Gio Bernard and Russell Bodine (Cincinnati)
In his first game back after an ACL injury ended his season last year, Bernard was the only bright spot for the Bengals’ offense on Sunday in their 20-0 loss to the Ravens.
Bernard had two of the biggest plays of the day for the offense, one was a 23-yard run (longest run of the day) and the other was a 39-yard catch. He finished the game with seven rushes for 40 yards and one catch for 39 yards.
Bodine started and played the entire game at center for the Bengals.
Ryan Switzer (Dallas)
In his first game in the NFL, Switzer didn’t find his way into the pass receptions column. However, he did play a role in the Cowboys’ return game. Switzer returned two kickoffs for 42 yards (21 yards per return) and had one punt return for zero yards (though it appeared in the video that he should have been given a couple of yards on that return). It will be interesting to see if Switzer is able to pull off one of those “fake fair catch” moves this season or in his career.
Eric Ebron (Detroit)
Ebron didn’t figure too much into the Lions’ offensive outburst in their 35-23 victory over the Arizona Cardinals. He finished the game with only two catches (only targeted three times) for nine yards; however, tight ends also don’t ever get enough credit for protecting the quarter back and all of the blocking that they do in games.
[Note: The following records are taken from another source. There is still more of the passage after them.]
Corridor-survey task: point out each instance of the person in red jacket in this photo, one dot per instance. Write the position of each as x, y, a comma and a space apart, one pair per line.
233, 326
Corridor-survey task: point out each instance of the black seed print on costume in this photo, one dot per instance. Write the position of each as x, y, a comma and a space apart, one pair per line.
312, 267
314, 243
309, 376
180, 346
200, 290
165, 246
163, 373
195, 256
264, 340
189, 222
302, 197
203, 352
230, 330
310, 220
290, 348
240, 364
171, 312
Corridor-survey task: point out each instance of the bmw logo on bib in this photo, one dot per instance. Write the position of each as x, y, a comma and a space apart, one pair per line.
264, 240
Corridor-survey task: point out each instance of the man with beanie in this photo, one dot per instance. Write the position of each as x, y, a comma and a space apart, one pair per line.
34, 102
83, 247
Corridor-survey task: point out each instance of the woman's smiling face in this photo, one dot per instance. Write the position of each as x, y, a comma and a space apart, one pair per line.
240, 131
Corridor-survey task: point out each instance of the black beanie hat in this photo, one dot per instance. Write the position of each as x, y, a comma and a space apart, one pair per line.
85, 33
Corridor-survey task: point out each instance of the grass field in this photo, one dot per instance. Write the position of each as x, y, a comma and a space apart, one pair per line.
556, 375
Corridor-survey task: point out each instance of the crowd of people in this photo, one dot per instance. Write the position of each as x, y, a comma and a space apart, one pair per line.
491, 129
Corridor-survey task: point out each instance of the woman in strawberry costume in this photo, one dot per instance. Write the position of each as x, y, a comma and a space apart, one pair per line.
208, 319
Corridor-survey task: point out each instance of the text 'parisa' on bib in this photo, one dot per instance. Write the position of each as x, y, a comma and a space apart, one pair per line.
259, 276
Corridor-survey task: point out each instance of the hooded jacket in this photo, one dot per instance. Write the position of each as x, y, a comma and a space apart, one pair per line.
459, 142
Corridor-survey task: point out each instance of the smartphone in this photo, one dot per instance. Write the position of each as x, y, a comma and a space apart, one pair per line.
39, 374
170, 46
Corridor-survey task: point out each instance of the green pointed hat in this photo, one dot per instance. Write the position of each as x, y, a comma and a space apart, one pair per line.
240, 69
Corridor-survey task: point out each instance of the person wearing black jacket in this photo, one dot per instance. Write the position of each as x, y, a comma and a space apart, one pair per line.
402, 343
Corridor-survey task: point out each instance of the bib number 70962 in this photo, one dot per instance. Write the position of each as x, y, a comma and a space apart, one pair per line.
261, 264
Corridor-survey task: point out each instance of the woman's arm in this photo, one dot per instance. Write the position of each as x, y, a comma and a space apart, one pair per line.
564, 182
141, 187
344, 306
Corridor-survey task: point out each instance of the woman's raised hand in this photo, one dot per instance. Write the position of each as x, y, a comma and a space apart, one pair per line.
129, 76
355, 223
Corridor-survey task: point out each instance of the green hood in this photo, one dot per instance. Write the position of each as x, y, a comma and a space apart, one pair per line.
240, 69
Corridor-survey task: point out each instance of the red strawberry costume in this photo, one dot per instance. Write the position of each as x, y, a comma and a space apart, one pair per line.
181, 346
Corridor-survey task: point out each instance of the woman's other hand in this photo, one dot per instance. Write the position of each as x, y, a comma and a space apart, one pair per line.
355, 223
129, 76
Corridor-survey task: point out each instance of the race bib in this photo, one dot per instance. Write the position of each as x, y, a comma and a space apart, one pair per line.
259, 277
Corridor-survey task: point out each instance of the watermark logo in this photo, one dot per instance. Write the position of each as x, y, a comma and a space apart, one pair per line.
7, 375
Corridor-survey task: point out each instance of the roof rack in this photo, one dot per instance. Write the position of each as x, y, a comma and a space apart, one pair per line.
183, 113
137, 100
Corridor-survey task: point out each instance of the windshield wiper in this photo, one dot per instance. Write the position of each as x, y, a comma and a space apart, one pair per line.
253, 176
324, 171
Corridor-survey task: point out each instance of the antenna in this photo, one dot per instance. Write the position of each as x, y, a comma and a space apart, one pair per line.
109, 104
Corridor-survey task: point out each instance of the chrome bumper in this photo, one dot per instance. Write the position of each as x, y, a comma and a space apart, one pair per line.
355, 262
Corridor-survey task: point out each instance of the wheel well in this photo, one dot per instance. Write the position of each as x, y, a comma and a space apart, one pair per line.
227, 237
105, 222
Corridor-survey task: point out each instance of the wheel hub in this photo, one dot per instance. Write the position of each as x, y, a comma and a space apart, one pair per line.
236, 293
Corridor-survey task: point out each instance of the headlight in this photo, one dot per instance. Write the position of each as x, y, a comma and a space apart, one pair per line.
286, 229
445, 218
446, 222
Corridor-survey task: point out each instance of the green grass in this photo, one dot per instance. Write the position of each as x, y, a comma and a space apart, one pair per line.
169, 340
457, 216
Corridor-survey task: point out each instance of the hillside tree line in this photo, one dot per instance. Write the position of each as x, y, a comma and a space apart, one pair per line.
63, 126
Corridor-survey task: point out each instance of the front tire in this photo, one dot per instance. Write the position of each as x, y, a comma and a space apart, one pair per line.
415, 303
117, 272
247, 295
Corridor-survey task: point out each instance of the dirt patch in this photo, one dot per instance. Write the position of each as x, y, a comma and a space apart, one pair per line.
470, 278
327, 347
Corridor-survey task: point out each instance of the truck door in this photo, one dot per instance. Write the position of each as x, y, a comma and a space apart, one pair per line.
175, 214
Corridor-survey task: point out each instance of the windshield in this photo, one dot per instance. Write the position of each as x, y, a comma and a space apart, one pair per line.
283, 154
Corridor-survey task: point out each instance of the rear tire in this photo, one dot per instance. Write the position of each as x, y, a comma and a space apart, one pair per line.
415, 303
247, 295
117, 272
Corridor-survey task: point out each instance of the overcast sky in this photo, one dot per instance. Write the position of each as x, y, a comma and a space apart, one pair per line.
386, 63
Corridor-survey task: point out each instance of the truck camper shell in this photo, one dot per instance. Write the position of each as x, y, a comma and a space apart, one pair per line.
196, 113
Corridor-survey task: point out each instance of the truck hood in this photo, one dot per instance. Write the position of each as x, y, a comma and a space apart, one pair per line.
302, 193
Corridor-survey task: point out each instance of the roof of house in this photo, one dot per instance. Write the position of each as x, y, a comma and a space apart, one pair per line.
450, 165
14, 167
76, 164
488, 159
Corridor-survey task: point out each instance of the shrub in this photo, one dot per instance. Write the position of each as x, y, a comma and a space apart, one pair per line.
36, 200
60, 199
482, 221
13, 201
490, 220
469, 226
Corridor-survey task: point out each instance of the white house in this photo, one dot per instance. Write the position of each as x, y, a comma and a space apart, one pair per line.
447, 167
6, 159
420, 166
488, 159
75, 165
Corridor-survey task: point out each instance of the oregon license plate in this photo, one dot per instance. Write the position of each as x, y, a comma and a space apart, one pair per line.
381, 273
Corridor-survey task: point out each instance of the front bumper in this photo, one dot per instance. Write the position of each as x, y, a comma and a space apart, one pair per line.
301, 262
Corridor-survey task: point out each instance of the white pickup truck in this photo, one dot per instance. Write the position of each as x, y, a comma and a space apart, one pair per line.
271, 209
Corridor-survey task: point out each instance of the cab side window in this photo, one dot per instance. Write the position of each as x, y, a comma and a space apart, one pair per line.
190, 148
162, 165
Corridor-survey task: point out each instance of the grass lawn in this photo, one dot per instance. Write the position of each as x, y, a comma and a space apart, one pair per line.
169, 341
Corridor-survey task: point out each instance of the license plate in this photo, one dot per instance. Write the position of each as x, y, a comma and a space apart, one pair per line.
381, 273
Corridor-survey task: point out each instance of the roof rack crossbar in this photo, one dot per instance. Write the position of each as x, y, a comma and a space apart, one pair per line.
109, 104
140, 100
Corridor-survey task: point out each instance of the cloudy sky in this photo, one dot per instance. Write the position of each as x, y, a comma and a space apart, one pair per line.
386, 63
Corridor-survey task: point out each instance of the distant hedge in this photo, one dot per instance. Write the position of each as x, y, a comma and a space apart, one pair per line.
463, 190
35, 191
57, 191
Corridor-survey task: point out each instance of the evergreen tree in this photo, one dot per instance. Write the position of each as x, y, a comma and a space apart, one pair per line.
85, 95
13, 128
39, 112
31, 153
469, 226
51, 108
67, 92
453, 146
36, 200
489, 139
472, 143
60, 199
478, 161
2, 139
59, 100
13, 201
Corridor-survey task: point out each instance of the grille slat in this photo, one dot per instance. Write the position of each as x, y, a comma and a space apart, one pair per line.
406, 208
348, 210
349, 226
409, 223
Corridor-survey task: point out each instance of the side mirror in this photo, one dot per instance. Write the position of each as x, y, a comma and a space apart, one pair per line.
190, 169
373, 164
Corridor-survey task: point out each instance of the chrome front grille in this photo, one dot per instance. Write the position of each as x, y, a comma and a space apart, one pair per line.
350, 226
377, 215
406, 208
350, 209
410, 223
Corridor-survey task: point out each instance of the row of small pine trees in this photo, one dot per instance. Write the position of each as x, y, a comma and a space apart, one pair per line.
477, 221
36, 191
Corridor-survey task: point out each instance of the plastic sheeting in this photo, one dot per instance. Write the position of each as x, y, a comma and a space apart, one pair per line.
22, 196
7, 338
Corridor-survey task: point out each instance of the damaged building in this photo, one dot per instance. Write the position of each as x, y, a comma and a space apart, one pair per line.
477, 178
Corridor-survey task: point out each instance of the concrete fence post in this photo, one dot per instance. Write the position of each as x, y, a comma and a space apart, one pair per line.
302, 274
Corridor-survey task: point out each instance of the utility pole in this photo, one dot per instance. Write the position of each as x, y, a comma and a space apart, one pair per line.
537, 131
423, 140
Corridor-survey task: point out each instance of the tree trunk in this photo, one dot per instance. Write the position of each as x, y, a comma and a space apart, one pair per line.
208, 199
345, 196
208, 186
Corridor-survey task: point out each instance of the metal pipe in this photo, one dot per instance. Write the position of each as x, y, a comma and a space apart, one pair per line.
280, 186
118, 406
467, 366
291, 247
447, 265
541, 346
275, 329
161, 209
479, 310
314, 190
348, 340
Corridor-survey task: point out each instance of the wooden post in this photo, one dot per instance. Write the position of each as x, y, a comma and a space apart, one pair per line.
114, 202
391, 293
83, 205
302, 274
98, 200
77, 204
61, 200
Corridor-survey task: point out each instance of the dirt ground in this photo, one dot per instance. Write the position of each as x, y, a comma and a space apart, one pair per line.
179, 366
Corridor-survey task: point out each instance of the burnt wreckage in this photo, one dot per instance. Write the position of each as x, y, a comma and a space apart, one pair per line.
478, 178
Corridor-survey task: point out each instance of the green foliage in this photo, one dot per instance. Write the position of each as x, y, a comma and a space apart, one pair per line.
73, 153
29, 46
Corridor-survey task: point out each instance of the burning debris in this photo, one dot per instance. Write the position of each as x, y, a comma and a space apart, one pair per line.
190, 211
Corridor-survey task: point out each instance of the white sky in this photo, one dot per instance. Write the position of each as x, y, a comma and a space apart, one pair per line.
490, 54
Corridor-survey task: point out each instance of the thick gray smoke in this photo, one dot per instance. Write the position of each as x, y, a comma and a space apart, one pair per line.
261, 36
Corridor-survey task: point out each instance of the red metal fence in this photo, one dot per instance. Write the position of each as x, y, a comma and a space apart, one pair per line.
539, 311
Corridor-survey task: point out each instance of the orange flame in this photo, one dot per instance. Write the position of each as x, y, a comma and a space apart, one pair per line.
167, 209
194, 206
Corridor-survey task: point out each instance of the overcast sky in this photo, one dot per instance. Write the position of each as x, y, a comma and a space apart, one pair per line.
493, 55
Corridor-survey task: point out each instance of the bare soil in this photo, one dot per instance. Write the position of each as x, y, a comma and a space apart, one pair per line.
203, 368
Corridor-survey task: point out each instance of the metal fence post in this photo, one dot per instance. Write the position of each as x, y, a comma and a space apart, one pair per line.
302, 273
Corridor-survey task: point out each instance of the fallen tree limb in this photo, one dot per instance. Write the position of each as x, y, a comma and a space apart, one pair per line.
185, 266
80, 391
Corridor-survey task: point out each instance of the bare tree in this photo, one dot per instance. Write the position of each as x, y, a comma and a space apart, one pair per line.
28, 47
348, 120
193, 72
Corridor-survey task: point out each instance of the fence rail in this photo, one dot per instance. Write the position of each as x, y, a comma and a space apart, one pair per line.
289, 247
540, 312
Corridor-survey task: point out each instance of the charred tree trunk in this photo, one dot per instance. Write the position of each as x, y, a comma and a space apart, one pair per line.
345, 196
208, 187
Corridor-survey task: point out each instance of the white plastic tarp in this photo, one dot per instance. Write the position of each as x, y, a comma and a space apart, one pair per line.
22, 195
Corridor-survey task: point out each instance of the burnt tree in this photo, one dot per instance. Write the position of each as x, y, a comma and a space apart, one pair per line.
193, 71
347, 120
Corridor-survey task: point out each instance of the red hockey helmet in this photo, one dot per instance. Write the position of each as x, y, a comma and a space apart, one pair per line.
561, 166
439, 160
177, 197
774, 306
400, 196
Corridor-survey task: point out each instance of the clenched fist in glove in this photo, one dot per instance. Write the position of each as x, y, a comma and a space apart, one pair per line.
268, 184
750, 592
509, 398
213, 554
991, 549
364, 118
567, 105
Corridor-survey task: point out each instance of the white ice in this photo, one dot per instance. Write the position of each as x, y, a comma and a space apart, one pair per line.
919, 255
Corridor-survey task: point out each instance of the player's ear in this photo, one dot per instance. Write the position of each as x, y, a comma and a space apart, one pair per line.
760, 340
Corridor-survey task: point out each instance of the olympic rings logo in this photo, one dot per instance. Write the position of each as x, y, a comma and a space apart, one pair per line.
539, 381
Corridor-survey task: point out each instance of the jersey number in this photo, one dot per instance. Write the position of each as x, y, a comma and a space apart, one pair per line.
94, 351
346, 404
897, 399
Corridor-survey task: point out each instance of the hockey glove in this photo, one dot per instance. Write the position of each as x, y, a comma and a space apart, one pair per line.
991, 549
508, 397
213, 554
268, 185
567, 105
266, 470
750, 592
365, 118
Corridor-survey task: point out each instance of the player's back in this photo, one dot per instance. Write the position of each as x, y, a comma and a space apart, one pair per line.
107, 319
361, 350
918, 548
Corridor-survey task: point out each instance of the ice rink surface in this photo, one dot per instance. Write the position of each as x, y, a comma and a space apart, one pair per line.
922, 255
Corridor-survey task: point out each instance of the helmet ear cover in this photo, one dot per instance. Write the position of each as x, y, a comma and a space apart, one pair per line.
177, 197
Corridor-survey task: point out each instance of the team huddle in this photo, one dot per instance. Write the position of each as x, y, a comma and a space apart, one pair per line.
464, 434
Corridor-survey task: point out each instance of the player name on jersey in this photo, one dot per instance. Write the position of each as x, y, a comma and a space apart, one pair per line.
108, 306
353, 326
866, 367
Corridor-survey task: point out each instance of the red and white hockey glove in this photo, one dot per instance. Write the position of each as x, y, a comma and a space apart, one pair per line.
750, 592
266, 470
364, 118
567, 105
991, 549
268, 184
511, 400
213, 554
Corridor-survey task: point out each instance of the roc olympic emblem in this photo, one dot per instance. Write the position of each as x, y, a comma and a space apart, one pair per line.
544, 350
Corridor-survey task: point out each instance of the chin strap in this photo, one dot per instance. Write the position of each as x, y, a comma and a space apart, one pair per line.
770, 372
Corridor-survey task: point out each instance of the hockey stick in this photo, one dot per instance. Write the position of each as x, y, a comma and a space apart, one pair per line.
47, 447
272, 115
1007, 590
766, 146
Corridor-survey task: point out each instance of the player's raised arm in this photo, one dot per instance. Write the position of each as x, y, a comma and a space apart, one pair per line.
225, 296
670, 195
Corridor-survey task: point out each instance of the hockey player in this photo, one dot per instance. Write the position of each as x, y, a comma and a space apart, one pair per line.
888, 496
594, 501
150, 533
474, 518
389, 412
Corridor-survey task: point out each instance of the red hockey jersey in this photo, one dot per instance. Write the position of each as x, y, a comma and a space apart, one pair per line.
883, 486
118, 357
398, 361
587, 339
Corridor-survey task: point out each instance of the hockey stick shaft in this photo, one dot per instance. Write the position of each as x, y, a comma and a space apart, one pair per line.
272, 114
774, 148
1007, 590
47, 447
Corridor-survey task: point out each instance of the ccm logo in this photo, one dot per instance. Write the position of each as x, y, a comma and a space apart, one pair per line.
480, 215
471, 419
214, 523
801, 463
Mack Hollins (Philadelphia)
Hollins didn’t have much of an impact to start his rookie season, but he did make a special teams tackle in the game on Sunday against Washington. Due to a brief injury to Torrey Smith, Hollins was in on five plays for the Eagles’ offense.
Unless there is an injury to one of Philadelphia’s starting receivers, Hollins will most likely have to make an impact on special teams this season.